Does anyone have any ideas how to debug this - timeout detection,
in-memory data structure dumps, etc?
Regards,
Christian
On 02/23/2011 11:40 AM, Christian Schmidt wrote:> Hi,
>
> After a few weeks of testing and preparation I commissioned a new NFS
> server with btrfs for the main storage. I ran into two situations where
> the btrfs locked up and I had to hard reboot the machine (sysrq-b).
> I end up with btrfs-transac in state D, waiting for the pending
> transaction to be completed if I interpret the code right.
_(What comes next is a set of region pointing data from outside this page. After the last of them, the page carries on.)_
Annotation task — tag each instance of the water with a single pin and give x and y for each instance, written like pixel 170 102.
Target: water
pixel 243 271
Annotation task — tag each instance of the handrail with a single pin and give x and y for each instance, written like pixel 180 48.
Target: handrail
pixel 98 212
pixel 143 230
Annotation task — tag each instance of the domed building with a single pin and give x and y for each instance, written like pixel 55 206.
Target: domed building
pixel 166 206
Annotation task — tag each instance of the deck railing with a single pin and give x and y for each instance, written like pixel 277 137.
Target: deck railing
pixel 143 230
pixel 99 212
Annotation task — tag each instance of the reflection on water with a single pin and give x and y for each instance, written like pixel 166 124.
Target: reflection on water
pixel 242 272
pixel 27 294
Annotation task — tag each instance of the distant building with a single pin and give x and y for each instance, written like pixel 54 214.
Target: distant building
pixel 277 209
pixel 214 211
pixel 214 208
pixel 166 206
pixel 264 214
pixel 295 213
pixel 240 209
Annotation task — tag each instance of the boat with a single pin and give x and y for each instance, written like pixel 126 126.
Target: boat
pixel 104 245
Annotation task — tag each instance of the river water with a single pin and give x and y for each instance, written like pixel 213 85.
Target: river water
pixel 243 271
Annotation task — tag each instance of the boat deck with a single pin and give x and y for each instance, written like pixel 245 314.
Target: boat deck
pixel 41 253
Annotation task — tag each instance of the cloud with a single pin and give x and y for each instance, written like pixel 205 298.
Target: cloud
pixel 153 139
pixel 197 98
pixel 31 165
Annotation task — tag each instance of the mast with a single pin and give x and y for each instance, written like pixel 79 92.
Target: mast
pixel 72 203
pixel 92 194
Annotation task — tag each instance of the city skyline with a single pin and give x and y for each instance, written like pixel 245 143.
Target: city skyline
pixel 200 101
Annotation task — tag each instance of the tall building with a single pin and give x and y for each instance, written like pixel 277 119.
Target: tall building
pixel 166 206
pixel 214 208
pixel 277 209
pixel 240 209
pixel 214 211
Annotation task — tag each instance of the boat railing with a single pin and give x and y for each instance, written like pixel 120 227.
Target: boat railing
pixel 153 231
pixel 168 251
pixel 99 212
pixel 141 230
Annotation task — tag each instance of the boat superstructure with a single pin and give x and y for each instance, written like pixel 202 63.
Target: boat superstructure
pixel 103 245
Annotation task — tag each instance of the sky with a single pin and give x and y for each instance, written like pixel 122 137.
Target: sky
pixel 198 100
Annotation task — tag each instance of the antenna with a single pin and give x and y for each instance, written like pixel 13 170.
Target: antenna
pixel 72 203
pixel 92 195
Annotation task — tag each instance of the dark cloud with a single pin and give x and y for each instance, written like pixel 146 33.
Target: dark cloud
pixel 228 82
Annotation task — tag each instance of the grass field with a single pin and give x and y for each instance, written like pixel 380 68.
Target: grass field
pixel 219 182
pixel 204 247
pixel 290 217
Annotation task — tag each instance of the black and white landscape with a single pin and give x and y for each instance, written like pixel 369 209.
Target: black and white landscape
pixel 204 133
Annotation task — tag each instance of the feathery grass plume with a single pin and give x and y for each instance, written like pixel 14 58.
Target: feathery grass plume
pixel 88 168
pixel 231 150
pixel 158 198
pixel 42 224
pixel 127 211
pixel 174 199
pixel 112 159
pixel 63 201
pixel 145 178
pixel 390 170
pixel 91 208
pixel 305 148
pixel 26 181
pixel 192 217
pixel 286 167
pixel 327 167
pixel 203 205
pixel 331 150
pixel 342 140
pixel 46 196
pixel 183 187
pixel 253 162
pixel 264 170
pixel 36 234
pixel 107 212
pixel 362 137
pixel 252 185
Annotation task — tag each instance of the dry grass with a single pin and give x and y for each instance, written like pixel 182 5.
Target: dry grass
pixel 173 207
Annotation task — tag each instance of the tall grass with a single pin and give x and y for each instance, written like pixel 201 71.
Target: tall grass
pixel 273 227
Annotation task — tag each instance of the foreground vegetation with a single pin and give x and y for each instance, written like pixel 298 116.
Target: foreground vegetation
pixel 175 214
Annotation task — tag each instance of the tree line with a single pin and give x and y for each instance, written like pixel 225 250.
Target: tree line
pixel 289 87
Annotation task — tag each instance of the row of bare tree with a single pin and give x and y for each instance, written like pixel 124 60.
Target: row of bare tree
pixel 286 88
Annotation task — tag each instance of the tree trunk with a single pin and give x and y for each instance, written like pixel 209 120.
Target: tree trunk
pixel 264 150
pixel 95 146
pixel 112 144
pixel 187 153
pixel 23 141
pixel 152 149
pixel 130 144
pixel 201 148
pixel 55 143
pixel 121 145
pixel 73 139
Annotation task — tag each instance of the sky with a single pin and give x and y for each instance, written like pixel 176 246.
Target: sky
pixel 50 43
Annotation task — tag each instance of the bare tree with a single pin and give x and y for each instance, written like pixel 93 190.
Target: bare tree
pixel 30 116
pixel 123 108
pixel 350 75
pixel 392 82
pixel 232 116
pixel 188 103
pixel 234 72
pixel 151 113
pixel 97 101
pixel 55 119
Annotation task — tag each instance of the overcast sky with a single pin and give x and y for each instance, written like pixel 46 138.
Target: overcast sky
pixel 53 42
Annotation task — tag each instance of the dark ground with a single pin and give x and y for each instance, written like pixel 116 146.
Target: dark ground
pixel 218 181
On top of
> that all eight nfsds are in state D waiting to start several different
> transactions.
> I have attached the sysrq-t output after I killed all processes I could
> before rebooting.
>
> It only seems to happen with somewhat heavier IO load, in this case one
> process md5summing large files (a few TB in total) while another process
> tries to write to the NFS share. I never saw it e.g. while copying
> single files onto the file system or reading multiple files.
>
> I''ll be glad for any hints and recommendations.
>
> Christian
>